There are plenty of examples when it comes to organ damage leading brain damage. Brain function depends on correct kidney function, the provision of metabolites and filtering of waste products, and thus chronic kidney disease contributes strongly to the progression of dementia. Similarly, the brain is injured by cardiovascular aging in a number of ways: hypertension resulting from stiffness of blood vessels causes rupture of capillaries and consequent cell death; heart failure reduces the supply of oxygen and nutrients; and so forth.
Chronic neuroinflammation is well accepted as the most relevant pathological features of AD, regulating other pathological hallmarks of Alzheimer's disease (AD), such as the accumulation of amyloid-β (Aβ) and hyperphosphorylation of Tau, both of which are involved in the neuronal dysfunction in AD. However, there is a great deal of evidence suggesting the important role of systemic inflammation in the pathogenesis of AD, especially in neuroinflammation.
There is increasing evidence suggesting that chronic neuroinflammation, and indeed inflammation in general, is the most relevant pathological feature of Alzheimer's disease (AD), regulating other pathological features, such as the accumulation of amyloid-β (Aβ) and hyperphosphorylation of Tau. Therapies aimed at reducing systemic inflammation in individuals with mild cognitive impairment (MCI) and AD have proven beneficial by delaying the cognitive decline in these individuals, suggesting that recognition of the cross-talk between systemic inflammation and neuroinflammation has important implications for AD therapeutic strategies.

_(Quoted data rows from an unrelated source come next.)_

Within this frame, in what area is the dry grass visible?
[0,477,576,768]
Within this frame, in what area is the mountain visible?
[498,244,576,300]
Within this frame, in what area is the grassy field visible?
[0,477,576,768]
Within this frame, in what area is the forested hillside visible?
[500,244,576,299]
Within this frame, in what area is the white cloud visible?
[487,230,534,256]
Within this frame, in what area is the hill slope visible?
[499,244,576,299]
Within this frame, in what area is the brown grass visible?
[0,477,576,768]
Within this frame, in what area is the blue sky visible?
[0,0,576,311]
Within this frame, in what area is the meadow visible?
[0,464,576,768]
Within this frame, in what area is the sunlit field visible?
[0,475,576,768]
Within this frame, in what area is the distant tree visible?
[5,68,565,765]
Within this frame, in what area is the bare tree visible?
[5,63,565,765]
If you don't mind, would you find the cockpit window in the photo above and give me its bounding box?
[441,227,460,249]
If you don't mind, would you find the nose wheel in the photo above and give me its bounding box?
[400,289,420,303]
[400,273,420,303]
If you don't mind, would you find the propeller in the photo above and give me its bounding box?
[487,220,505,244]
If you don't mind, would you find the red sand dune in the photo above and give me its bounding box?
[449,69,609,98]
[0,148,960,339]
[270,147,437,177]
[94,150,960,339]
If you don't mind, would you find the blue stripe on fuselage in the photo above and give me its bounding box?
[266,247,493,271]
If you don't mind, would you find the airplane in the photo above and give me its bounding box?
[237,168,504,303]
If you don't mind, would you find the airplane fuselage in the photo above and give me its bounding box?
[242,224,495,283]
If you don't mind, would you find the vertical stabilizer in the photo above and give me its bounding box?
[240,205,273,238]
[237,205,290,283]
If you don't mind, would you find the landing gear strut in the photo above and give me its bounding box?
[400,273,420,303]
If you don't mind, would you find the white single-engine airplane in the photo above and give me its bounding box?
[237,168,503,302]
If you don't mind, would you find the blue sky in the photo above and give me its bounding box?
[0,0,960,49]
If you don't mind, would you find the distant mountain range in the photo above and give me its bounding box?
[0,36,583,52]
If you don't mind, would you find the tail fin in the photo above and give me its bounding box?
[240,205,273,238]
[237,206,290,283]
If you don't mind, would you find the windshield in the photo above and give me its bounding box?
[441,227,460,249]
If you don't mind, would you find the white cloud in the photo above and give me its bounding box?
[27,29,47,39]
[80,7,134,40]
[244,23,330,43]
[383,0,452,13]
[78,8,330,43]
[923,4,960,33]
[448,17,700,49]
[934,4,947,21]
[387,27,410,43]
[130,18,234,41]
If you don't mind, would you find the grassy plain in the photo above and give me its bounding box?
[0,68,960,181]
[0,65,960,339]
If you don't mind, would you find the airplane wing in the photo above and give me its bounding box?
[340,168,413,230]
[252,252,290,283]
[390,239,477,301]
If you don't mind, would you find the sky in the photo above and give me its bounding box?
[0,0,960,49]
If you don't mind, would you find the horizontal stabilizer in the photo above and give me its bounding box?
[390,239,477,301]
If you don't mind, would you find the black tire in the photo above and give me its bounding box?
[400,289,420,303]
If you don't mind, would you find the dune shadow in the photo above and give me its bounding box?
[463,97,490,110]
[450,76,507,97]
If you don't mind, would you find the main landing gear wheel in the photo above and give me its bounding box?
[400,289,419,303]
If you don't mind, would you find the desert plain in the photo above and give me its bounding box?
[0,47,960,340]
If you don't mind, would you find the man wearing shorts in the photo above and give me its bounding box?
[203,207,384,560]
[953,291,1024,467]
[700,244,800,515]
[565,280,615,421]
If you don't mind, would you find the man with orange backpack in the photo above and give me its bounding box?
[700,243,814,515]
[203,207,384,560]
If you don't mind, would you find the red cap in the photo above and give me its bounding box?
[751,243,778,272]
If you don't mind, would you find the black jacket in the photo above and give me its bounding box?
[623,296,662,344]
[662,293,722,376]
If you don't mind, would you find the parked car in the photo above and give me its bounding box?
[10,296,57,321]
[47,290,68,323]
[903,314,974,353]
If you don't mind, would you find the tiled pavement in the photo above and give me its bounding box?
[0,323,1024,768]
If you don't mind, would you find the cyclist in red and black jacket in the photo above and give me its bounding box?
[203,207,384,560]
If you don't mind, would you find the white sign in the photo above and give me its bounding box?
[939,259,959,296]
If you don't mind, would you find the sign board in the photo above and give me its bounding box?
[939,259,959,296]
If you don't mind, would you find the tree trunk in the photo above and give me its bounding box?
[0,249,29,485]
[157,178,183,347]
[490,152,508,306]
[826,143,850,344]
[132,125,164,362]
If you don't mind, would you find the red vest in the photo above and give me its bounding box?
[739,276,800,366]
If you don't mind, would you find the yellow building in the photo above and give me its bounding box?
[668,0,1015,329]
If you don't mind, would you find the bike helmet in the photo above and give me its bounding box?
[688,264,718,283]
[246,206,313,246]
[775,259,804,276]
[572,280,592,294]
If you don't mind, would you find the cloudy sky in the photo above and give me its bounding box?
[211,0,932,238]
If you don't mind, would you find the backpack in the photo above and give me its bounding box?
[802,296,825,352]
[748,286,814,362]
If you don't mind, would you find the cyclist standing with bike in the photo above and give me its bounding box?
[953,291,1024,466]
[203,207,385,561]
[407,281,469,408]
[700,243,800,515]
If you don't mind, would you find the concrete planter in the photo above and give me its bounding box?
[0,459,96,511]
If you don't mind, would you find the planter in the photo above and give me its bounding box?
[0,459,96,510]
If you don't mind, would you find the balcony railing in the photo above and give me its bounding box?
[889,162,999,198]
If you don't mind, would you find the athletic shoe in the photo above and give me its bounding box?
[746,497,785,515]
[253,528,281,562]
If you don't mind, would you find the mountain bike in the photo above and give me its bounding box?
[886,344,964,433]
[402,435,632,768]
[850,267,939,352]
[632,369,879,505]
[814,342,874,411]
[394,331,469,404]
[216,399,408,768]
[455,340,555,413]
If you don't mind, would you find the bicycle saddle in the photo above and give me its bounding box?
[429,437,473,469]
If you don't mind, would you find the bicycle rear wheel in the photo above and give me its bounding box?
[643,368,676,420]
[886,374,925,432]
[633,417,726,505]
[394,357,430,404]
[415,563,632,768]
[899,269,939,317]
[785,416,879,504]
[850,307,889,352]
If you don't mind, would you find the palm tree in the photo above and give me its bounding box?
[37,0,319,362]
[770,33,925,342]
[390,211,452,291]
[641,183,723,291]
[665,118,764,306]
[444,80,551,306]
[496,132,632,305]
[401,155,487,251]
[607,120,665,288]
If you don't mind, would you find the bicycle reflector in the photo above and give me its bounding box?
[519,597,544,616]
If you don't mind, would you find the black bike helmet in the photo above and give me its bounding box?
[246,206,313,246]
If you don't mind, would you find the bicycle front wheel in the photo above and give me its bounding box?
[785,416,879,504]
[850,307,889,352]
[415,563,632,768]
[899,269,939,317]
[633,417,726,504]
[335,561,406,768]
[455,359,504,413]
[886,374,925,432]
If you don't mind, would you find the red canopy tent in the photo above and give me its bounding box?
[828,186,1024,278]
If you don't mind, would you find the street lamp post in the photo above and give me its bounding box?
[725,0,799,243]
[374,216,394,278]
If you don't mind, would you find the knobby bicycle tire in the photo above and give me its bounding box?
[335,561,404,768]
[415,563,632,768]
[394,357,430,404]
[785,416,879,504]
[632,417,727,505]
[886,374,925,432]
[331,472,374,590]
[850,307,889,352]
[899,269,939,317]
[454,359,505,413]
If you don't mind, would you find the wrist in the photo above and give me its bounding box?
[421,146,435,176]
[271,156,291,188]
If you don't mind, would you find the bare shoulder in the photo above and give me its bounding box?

It is well accepted that the pro-inflammatory mediators, including interleukin (IL)-1β, IL-6, and tumor necrosis factor (TNF)-α, are co-related factors involved in both systemic inflammation and neuroinflammation and affecting their sustainment and convergence. In contrast, intracellular enzymes, such as lysosomal cathepsins, mediate the production of pro-inflammatory mediators from both the periphery and brain.
Systemic inflammatory signals caused by systemic disorders are known to strongly influence neuroinflammation as a consequence of microglial activation, inflammatory mediator production, and the recruitment of peripheral immune cells to the brain, resulting in neuronal dysfunction. However, the neuroinflammation-accelerated neuronal dysfunction in AD also influences the functions of peripheral organs.
In the present review, we highlight the link between systemic inflammatory disorders and AD, with inflammation serving as the common explosion. We discuss the molecular mechanisms that govern the crosstalk between systemic inflammation and neuroinflammation. In our view, inflammation spreading indicates a negative spiral between systemic diseases and AD. Therefore, "dampening inflammation" may be a novel therapeutic approach for delaying the onset of and enacting early intervention for AD.